There are always applications you'll miss with a blacklist. No one could possibly make an exhaustive list of all applications that could do harm to the computer or your network, not entirely.
With admin privileges, they could turn SSH off, or change the password to your management account, or delete the account entirely, or force unbind the machine (if using a directory service). You can smart group it to flag any of those scenarios in your JSS, but then you're kind of at a loss to re-enforce your IT policies without getting your hands on the machine physically. The fallout in some extreme cases (i.e., a disgruntled employee) may not be worth the risk.
But if you can live with these, go crazy. Sounds nice. :P
Michael
@ndudley, have a look at the following thread for some discussion on the topic.
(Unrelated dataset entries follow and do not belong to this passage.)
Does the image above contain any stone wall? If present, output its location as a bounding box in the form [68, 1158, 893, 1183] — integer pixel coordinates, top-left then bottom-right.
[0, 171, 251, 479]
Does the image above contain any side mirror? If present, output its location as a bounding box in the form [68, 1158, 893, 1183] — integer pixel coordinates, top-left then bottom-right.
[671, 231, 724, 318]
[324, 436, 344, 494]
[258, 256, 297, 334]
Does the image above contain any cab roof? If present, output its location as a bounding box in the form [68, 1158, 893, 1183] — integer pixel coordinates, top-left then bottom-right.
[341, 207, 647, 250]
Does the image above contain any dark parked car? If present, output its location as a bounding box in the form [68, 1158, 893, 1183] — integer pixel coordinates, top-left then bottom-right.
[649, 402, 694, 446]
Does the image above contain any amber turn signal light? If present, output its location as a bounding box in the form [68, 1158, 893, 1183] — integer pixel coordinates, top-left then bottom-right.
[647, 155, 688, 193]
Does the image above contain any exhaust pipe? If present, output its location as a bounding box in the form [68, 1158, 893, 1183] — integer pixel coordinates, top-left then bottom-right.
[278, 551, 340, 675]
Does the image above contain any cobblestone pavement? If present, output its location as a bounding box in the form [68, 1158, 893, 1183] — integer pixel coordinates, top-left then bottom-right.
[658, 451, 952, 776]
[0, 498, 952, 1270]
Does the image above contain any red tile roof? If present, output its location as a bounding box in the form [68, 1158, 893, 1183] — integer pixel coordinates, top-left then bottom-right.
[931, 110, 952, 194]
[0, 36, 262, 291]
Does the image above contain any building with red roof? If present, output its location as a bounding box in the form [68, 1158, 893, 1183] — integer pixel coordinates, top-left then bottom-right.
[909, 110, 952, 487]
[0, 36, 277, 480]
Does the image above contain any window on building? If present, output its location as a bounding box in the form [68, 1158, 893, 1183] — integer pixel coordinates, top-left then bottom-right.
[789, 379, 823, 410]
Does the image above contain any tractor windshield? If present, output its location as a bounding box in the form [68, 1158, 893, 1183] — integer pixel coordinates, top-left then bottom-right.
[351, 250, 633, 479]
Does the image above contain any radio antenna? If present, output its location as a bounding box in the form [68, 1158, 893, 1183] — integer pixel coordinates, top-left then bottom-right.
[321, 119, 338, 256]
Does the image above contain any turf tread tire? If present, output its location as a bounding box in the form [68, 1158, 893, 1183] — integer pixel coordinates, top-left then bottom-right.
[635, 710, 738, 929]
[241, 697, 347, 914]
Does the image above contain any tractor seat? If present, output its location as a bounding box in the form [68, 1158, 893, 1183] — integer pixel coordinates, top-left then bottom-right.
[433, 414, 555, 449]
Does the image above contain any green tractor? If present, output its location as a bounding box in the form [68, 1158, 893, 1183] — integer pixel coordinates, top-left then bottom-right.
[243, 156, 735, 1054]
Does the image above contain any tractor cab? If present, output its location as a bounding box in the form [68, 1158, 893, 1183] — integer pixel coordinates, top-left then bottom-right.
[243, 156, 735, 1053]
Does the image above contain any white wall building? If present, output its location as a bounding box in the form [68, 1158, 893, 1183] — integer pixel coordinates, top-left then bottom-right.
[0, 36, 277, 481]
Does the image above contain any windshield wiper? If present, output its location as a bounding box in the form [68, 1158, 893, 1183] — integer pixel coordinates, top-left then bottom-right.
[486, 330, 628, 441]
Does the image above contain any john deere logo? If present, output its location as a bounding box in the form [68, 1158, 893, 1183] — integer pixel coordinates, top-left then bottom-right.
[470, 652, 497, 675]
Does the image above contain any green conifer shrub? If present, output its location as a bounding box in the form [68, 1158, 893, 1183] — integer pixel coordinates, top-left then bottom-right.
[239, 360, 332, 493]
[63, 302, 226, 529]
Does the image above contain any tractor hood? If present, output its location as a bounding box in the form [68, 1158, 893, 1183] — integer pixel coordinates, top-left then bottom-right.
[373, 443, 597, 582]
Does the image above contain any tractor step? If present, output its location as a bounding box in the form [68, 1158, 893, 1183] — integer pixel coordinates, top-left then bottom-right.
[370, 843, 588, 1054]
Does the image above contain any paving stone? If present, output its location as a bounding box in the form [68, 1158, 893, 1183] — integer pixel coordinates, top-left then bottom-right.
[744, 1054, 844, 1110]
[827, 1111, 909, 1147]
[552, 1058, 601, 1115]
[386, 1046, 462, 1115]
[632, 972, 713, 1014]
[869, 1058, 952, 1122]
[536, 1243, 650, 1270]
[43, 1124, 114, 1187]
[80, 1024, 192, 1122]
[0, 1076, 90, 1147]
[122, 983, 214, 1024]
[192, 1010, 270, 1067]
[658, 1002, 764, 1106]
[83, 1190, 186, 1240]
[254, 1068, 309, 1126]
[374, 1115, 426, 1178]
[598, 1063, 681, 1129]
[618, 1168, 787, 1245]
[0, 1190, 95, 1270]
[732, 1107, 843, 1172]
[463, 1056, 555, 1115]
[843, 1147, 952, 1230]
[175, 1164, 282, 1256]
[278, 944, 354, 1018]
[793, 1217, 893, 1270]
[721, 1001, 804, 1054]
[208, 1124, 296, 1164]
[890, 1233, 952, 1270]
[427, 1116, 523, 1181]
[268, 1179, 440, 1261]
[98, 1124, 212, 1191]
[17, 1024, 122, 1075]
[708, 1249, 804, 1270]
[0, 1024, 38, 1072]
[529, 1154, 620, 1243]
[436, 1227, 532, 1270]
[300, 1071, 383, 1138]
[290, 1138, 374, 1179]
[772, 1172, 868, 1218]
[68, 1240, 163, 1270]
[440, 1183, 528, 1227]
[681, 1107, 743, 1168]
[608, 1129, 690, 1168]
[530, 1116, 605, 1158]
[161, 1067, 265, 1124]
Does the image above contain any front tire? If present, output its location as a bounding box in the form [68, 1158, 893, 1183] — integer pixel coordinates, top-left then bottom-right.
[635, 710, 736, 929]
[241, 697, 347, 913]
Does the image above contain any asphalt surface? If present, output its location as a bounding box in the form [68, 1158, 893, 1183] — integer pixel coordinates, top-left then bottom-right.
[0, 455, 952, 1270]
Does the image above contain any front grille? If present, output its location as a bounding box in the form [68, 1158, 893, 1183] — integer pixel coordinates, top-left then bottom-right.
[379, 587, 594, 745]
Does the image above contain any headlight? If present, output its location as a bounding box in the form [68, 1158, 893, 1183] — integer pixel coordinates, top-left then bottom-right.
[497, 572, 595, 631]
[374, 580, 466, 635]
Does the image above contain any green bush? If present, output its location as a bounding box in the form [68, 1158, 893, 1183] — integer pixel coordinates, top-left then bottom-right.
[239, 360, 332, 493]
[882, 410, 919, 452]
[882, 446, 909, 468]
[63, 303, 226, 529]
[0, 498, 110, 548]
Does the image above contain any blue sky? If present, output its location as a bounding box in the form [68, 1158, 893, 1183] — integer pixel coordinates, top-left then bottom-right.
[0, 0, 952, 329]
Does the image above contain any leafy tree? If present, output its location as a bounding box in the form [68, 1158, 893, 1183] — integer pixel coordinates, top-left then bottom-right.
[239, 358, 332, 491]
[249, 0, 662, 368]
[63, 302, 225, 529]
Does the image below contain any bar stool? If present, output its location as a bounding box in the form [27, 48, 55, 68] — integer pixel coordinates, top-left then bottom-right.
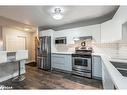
[0, 51, 7, 64]
[12, 50, 28, 82]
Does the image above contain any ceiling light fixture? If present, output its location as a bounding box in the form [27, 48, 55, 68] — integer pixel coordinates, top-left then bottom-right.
[24, 28, 30, 31]
[52, 7, 63, 20]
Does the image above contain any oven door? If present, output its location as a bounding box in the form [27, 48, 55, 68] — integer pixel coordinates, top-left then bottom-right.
[73, 57, 91, 70]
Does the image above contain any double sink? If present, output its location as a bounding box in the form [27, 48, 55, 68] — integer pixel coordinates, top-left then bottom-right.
[110, 61, 127, 77]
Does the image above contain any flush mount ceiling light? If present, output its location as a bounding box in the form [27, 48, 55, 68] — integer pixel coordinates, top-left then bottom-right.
[52, 7, 63, 20]
[24, 28, 30, 31]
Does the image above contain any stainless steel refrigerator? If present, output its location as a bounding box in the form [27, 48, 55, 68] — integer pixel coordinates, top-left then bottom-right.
[37, 36, 51, 70]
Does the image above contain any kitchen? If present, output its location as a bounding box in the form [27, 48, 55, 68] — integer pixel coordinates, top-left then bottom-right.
[0, 6, 127, 90]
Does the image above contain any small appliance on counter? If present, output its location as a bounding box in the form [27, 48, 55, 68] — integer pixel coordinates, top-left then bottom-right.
[72, 41, 92, 78]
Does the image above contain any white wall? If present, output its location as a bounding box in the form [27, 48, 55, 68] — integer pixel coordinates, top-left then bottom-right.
[2, 27, 36, 61]
[101, 6, 127, 43]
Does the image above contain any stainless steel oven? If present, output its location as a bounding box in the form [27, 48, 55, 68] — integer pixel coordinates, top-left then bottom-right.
[72, 50, 92, 78]
[73, 57, 91, 70]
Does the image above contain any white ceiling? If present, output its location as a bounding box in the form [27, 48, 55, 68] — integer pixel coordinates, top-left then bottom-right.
[0, 6, 116, 26]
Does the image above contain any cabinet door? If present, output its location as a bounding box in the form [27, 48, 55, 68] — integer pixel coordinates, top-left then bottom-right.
[102, 62, 114, 89]
[92, 56, 102, 79]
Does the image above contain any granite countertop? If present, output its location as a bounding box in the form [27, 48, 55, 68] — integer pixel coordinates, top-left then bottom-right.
[52, 52, 74, 54]
[93, 53, 127, 89]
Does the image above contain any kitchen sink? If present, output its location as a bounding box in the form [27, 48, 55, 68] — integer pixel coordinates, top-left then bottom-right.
[111, 61, 127, 77]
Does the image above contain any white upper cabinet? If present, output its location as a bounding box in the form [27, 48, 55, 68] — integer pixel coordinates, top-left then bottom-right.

https://jamfnation.jamfsoftware.com/discussion.html?id=9329
If you want to just do specific users on specific computers, I'm using this as part of an extension attribute.
https://github.com/franton/Add-Users-as-Admin-JSS
@mpermann Thanks so much! I read that article when it first appeared, just completely forgot about it!
This all depends on your environment and user responsibility. Our faculty here are local admins and the students are not. There's always a back and forth. However, at least with Casper and profiles, it's not that bad. Once a user starts really breaking something you can come along and clean up after them... while making sure it doesn't happen again on anything else!
I've been looking at using the "Make Me Admin" option from @Andrina from her JNUC2013 presentation.
She's posted it all here: https://github.com/andrina/JNUC2013
It might be something you could leverage for your environment w/o unleashing full access to everything.